There is little doubt they will do just that, just as they did back in 2002 when a bald-headed and somewhat frail Koivu stood on the blue line at the Bell Centre and awkwardly waited for an eight-minute standing ovation to end, though it appeared it never would.
But Koivu wishes there was some way for him to return the favor.
"The way they treated me and the support I got, I feel I should be the one standing on the red line and applauding for them and giving a standing ovation for the fans," he said. "They've surprised me often over the years, so to get an overwhelmingly positive reaction tomorrow night obviously would feel good."
Athletes will often talk about situations like this and try to downplay it, referring to the two points at stake and how that is more important than anything else. But for this one time, Koivu was big enough to admit it's not quite that simple.
"I'd love to win the game, don't get me wrong, and those two points are very crucial for our team as of right now," Koivu said. "But for me, this weekend and the whole day tomorrow and the whole game, it's a lot more. It's to come back here. It's a weekend I will never forget, and hopefully it will be a great experience."
Koivu's playing legacy in Montreal - his societal one is secured - is difficult to quantify, if only because the Canadiens have such a storied history with their 24 Stanley Cups and 44 Hall of Fame players.
Koivu is 10th in franchise history in points with 641 in 792 career games played for the Canadiens. The fact he is tied with Beliveau for being the longest-serving captain would seemingly be enough to make him one of the greats.
But Koivu was somewhat cursed that his tenure coincided with the darkest period in Canadiens history in terms of championships -- he arrived in 1995, two years after Montreal's last Stanley Cup win, and played through the franchise's longest drought ever.
Because of the history of success in Montreal, that weighs heavily on Koivu's place in that history -- and he knows it.
"The only thing in my mind that I regret is not having more success in the playoffs, not winning the Cup," Koivu said. "I felt what it's like to be here in a playoff series, and to win a series, how excited people get and how passionate they are about it."
That generation is now the team's most rabid fans, people in their twenties who hope to one day taste the success that previous generations practically took for granted.
Many of them have voiced their opinion that Koivu's No. 11 should be retired, and their outrage when Scott Gomez - the player who replaced him - took the number prior to this season.
Even Koivu admitted it was somewhat strange to see his number on someone else's back.
"Now that Scott Gomez is wearing it, it doesn't matter in a way. It's just a number," he said. "But I was watching one of their games early in the season and I didn't know about it, and it looked weird."
As far as his number joining the 17 banners that hang in the Bell Centre rafters - all multiple Stanley Cup champions and Hall of Famers - Koivu doesn't feel it would be appropriate.
"I feel that I don't belong there," he said. "It's overwhelming to hear people even consider that. But when you look at the legends on the roof there and what they've done for this team, I can't consider myself to be in the same class."
Still, Koivu does hope that he is remembered in Montreal, even if it's not by way of a number retirement. He knows he will be for his contributions to the Montreal community, for the way the city was shocked by his cancer and uplifted by his courageous battle to beat it, and for the way he gave everything he had whenever he pulled on a Canadiens uniform.

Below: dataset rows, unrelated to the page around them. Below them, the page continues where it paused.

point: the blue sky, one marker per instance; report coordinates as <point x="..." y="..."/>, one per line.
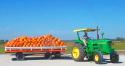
<point x="60" y="17"/>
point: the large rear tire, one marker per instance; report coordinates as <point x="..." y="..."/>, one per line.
<point x="57" y="55"/>
<point x="98" y="57"/>
<point x="114" y="57"/>
<point x="78" y="53"/>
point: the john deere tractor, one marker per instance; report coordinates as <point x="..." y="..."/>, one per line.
<point x="92" y="49"/>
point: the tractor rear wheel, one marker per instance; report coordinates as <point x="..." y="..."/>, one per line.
<point x="98" y="58"/>
<point x="57" y="55"/>
<point x="114" y="57"/>
<point x="78" y="53"/>
<point x="47" y="55"/>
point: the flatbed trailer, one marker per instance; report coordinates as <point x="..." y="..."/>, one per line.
<point x="47" y="50"/>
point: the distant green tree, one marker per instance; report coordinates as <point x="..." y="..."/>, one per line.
<point x="120" y="39"/>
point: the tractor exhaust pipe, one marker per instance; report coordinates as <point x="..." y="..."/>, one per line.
<point x="97" y="32"/>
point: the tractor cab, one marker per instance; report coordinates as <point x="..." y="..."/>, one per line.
<point x="92" y="49"/>
<point x="83" y="38"/>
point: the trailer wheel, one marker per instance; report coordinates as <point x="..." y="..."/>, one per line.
<point x="57" y="55"/>
<point x="78" y="53"/>
<point x="114" y="57"/>
<point x="47" y="55"/>
<point x="98" y="57"/>
<point x="19" y="56"/>
<point x="90" y="58"/>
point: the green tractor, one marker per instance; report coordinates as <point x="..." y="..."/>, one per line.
<point x="92" y="49"/>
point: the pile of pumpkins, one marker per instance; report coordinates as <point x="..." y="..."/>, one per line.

But he wanted to make sure to say that every minute he spent in Montreal was a cherished one.
"It's tough to put yourself in the same group as the legends that have played here and won all the Cups, but I hope people remember me as a captain and as a player and as a person who never gave up. Especially when the future didn't look that good for us in the late 90's and the team wasn't as competitive as it should have been, that we wanted to be here and we wanted to turn things around," Koivu said. "I loved playing for this team."